Washingtonian - Highly Recommended
"...The production never gets as dark as one might suspect given the singer’s real-life troubles and ultimate demise, though it foreshadows her inner turmoil. We never see Joplin at rock bottom, but Johnson does paint a portrait of the singer’s contradictions. Davies’s Joplin is simultaneously self-empowered and crushingly lonely; she says no man can provide the high that performing does, but still clearly aches for human companionship and connection. Never is this subtle sadness as apparent as during the show’s vocal climax. “Don’t you leave me all alone, stay with me, baby,” she wails. “I can’t make it on my own, stay with me, baby.” If only we could."
ShowBizRadio - Highly Recommended
"...The production provides a glimpse of the 60s world and the life and history of a singer who her biographer, quoted in the program, described as “a very fierce, very beautiful bright light that burned out way, way too quickly.” But come to this show for the music: it’ll knock your socks off."
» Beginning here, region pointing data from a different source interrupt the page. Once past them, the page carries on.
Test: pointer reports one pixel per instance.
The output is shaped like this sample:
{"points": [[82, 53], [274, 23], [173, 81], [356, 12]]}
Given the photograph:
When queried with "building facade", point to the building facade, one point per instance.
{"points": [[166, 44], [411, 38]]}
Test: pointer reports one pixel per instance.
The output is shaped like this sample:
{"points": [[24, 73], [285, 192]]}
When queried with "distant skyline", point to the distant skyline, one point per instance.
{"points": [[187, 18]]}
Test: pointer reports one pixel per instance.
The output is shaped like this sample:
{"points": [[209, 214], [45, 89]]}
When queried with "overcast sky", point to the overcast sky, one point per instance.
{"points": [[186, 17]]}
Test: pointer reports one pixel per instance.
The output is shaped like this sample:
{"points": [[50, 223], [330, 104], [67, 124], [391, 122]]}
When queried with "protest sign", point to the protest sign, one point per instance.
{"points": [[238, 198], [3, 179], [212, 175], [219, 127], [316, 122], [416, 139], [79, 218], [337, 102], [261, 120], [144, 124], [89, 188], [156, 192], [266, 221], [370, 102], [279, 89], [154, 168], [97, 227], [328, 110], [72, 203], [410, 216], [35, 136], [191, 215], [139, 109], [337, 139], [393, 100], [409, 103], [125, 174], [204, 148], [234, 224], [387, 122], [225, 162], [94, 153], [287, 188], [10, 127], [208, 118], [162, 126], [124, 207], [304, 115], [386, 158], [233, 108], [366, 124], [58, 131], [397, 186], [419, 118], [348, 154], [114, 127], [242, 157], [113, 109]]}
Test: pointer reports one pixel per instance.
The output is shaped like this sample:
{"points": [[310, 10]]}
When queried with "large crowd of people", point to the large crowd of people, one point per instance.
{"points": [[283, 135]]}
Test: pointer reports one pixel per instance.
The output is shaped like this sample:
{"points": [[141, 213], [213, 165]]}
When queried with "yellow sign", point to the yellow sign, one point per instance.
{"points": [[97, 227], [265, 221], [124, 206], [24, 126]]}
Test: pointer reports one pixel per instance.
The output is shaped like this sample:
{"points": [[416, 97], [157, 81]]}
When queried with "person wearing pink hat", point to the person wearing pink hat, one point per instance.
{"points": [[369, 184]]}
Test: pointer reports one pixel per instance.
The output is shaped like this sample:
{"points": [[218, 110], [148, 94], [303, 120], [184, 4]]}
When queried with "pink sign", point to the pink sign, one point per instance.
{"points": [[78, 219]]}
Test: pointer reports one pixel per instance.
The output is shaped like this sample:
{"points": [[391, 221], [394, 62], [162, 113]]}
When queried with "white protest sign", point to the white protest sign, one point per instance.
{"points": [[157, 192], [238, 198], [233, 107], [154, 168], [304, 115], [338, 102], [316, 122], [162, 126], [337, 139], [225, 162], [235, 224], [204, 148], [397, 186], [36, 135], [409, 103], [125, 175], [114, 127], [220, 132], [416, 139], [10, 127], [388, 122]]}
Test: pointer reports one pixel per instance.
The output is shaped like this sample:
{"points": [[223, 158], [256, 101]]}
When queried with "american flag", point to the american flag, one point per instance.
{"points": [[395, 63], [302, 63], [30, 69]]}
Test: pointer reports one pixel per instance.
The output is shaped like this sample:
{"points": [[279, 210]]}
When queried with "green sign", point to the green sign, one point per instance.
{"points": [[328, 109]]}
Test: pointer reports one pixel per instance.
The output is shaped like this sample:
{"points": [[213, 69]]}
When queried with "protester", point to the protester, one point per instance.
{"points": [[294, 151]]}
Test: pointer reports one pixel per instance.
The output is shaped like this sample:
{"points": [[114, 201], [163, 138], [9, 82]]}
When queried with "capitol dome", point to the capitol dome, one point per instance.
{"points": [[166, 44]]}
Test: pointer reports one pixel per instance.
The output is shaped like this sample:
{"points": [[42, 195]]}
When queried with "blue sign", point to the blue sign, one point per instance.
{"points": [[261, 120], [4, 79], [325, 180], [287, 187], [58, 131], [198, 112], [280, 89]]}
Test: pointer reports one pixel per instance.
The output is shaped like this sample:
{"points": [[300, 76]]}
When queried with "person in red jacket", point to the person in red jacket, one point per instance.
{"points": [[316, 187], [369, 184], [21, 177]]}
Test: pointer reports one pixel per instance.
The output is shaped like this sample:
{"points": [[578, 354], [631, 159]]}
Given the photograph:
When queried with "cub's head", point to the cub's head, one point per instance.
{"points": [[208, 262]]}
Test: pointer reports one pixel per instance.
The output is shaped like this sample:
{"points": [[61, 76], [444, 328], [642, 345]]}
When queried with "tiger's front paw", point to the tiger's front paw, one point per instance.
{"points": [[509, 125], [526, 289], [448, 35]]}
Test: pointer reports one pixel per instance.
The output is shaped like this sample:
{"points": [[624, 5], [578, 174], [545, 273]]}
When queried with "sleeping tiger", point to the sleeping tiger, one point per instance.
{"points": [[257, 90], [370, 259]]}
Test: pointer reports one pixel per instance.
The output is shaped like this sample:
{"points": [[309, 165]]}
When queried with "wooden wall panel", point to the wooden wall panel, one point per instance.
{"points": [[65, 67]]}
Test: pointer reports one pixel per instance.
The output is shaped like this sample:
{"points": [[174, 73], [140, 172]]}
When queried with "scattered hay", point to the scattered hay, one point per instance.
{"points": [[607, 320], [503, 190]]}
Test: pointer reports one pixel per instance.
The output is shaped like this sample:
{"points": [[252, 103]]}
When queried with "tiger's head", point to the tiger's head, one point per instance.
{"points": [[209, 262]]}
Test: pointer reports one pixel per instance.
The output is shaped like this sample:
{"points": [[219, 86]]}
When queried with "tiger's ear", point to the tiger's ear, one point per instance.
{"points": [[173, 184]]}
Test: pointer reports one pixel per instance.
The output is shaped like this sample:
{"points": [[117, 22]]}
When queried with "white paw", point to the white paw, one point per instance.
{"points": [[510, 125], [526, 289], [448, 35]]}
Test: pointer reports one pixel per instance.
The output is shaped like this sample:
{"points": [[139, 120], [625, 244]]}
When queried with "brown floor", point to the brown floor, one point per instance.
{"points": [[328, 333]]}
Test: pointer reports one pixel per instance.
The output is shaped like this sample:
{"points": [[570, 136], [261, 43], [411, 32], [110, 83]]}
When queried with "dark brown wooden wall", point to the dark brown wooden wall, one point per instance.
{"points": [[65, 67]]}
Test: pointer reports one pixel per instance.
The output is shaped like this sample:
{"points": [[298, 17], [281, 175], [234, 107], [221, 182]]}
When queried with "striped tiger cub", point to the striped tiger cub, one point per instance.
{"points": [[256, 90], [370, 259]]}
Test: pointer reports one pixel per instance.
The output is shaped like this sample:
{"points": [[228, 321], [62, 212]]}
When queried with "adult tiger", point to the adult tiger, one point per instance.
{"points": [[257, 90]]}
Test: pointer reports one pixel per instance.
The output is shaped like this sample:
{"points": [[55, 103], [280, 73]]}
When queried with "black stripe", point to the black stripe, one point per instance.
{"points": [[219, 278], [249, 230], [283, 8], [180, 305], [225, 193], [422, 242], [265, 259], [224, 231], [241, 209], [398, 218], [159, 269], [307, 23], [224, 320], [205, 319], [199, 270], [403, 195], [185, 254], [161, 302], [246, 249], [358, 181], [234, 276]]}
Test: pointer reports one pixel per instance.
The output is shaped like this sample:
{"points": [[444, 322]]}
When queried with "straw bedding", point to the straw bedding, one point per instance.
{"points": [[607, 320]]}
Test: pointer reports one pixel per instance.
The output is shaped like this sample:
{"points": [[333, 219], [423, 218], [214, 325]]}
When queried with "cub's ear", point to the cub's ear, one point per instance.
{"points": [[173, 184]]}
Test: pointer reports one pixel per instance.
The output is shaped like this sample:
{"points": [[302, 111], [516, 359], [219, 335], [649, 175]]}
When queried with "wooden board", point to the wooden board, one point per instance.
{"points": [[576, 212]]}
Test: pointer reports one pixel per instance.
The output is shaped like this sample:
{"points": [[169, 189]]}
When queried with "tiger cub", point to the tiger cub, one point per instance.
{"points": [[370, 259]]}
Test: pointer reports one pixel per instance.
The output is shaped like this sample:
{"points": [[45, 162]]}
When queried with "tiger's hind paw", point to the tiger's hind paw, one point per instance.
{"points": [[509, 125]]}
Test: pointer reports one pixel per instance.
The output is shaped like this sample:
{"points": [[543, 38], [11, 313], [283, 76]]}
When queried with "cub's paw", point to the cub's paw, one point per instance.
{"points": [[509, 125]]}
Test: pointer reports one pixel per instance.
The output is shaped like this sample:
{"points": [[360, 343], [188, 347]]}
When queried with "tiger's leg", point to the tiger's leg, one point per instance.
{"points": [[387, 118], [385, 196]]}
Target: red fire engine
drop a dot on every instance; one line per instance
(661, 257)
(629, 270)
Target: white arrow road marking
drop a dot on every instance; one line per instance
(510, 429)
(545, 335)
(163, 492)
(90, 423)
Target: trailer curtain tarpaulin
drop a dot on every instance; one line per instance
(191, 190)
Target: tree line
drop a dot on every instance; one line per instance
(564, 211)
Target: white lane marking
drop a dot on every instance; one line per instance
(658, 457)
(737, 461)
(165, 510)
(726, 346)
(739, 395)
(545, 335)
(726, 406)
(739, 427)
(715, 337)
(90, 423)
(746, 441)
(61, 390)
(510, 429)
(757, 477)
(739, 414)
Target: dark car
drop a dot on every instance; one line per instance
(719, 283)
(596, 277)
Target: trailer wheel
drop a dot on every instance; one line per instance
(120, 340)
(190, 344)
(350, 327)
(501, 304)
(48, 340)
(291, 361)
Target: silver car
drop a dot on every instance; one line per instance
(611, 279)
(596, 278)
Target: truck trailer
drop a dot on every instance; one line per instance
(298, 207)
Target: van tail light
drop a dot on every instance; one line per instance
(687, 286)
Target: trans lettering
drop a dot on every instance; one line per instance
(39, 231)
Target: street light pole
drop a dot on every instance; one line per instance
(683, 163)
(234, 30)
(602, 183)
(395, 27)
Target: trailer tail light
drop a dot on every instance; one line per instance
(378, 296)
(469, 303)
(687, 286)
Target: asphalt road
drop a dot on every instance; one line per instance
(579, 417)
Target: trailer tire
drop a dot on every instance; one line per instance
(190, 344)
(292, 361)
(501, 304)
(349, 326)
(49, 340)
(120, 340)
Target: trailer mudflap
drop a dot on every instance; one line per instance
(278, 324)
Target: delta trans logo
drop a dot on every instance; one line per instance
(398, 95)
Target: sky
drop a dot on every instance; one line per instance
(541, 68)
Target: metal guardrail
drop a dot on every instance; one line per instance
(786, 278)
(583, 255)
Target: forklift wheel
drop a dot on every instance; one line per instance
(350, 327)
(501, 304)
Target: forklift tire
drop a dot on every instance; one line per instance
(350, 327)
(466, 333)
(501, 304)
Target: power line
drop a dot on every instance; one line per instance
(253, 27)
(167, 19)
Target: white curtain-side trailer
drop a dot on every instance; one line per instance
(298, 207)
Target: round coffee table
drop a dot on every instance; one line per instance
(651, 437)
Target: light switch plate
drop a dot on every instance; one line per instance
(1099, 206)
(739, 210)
The Georgetowner - Recommended
"...The opening night performance had an electric feel to it, a wobbly-time-machine feel, and an almost total willingness on the part of the audience to join in, dive in and swim in the pool of rowdy, rock and blues driven music that carried the evening along. There was, even before things got going, an air of anticipation, with people—a good many of them of that baby-boomer generation which embraced Joplin, the girl from Port Arthur, Texas, with gusto in live performances and with record sales."
Curtain Up - Recommended
"...At Arena Stage’s Kreeger Theater, Mary Bridget Davies, who even looks like Janis Joplin, gives an excellent impersonation of the head-scratching, hair-tossing rocker. Her voice is strong (and over-miked) and her renditions of the hits Joplin wrote —“Turtle Blues,” “Down on Me,” and “Kozmic Blues” —are both strident and stirring. Her best number in life and in this show remains “Me and Bobby McGee,” written by Kris Kristofferson and Fred Foster. Sadly though some of those great lyrics are blurred as Davies almost swallows her mike."
MD Theatre Guide - Highly Recommended
"...The writer/director of the show, Randy Johnson, created an evening of theatre in the truest sense of the word. The story of the evening does not follow the tragic trajectory that Joplin’s own life followed. Although it touches on the narrative, its main focus celebrates Joplin’s musical roots in the Blues and on her ecstatic relationship with performance itself, as a place of release and a moment of transformation."
DCTheatreScene - Recommended
We are at The Fillmore, and the night is full of sex and danger (set and fabulous lighting by Justin Townsend). The great Aretha Franklin (the magnificent Sabrina Elayne Carten) has just taken us ninety percent of the way through a free-sweating, foot-stomping version of “Spirit in the Dark” when she has an announcement to make. “I have a surprise for you,” she says. “Backstage there’s a woman by the name of Janis Joplin. And if you call loud enough for her, she might just come out.”